Yangın tehlikesi geçince yine komşularımızın marifetiyle eşyalarımız evimize taşındı, biz çocuklar için döşekler serildi. Büyükler ise o geceyi evi yanan ailenin yardımında bulunarak geçirdi.

Sonraki günlerde Sait Ağa çalıştığı Et Kombinasından izin alıp sağlam kalan eşyalarını yangın enkazından ayırırken sık sık ağıtları duyuldu etrafta. Ve Ermenek’ten bir ağabeyle bir abla geldi yardımlarına. Bunlar insan suretinde iki iyilik meleğiydi sanki. Yağız delikanlı olabildiğince pozitif enerji yüklü, çalışmaktan yılmayan, etrafıyla daima barışık mütebessim biriydi. Yorgunluk molalarında biz çocuklarla oynayıp şakalaşmayı tercih eder, güzel konuşur ve güzel de dinlerdi. Abla da onun emrine girmiş bir amele gibiydi. “Burada ne güzel insanlar var, herkes bize yardım ediyor” sözü de onlardan sadır olmuştu. “Keşke isimlerini de unutmamış olsam da burada zikredebilseydim.

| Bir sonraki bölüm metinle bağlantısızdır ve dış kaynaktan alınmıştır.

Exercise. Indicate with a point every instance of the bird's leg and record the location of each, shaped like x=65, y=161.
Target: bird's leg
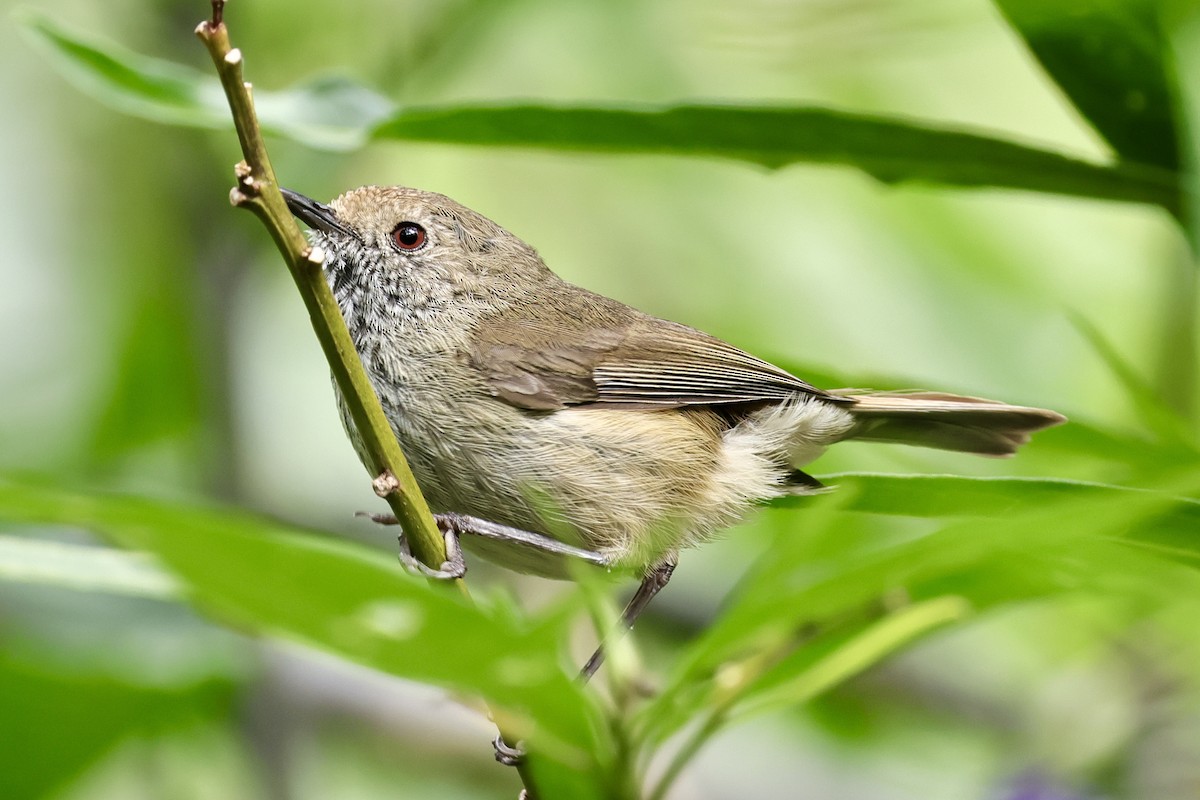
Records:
x=456, y=524
x=454, y=567
x=651, y=585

Yangının yaydığı is kokusu günler boyunca sürdü, enkaz temizlendi ve ev yenilendi. Sait Ağa evine yaptıracağı müştemilat için bir kamyon kum yıktırmıştı. Bilyalı sürmekten, teker çevirmekten ve ebelemeci, saklambaç oynamaktan bıkan çocuklar için bu kum yığını yeni bir oyun merkezi haline geliverdi. Kimi üzerine çıkarken ayakkabısını kumda kaybediyor, kimi çıplak ayakla tepesine çıkıp aşağı koşarken düşüp yuvarlanıyor ve bütün bunlar bir eğlenceye dönüşüyordu. Dedesi merhumun keyfe gelip “Benim torunum herif olacak diyerek ağzına tutuşturmasıyla küçük yaşta sigaraya müptela olmasından mütevellit ‘Caracı’ yani sigaracı lakabını alan Ali adeta kepçe makinası olmuş, kolunu kum yığının derinliklerine uzandırmaya çalışırken motor gibi sesler de çıkarıyordu. Kolunu omzuna kadar sokup avucuna topladığı son kumu asıldığında elinin hemen ardından yemyeşil bir sürüngen fırladı ki gözle kaş arasında kum yığınının ardındaki taşlara, oradan da bahçelere dalarak izini kaybettirdi. Yılan kadar uzun değildi, baş kısmı kuyruk bölgesine oranla daha genişti ve çok kıvrak bir şekilde akıp gitmişti. Hayret ve korku çığlıkları birbirine karışmış, büyükler çocukların ifadeleri doğrultusunda, ilginç yaratığı aramaya koyulmuştu. Dağ hayatının kıdemlileri bizim anlattıklarımızdan çıkarımlar yaparak “O, Horozabla’dır ve yılandan daha zehirlidir. Aman dikkatli olun” diye uyardılar. Bildiğimiz tavukgillerden bir horoz vardı ama bu sürüngene niye horoz üstelik de abla demişlerdi, bilmem!

Yıllar sonra bir gün Sait Ağa, geçen sene de hanımı Fatma abla arkalarında bu ve bunun gibi belki nice hatıralar bırakarak sonsuzluk âlemine gittiler. Şimdi evleri de gün sayıyor.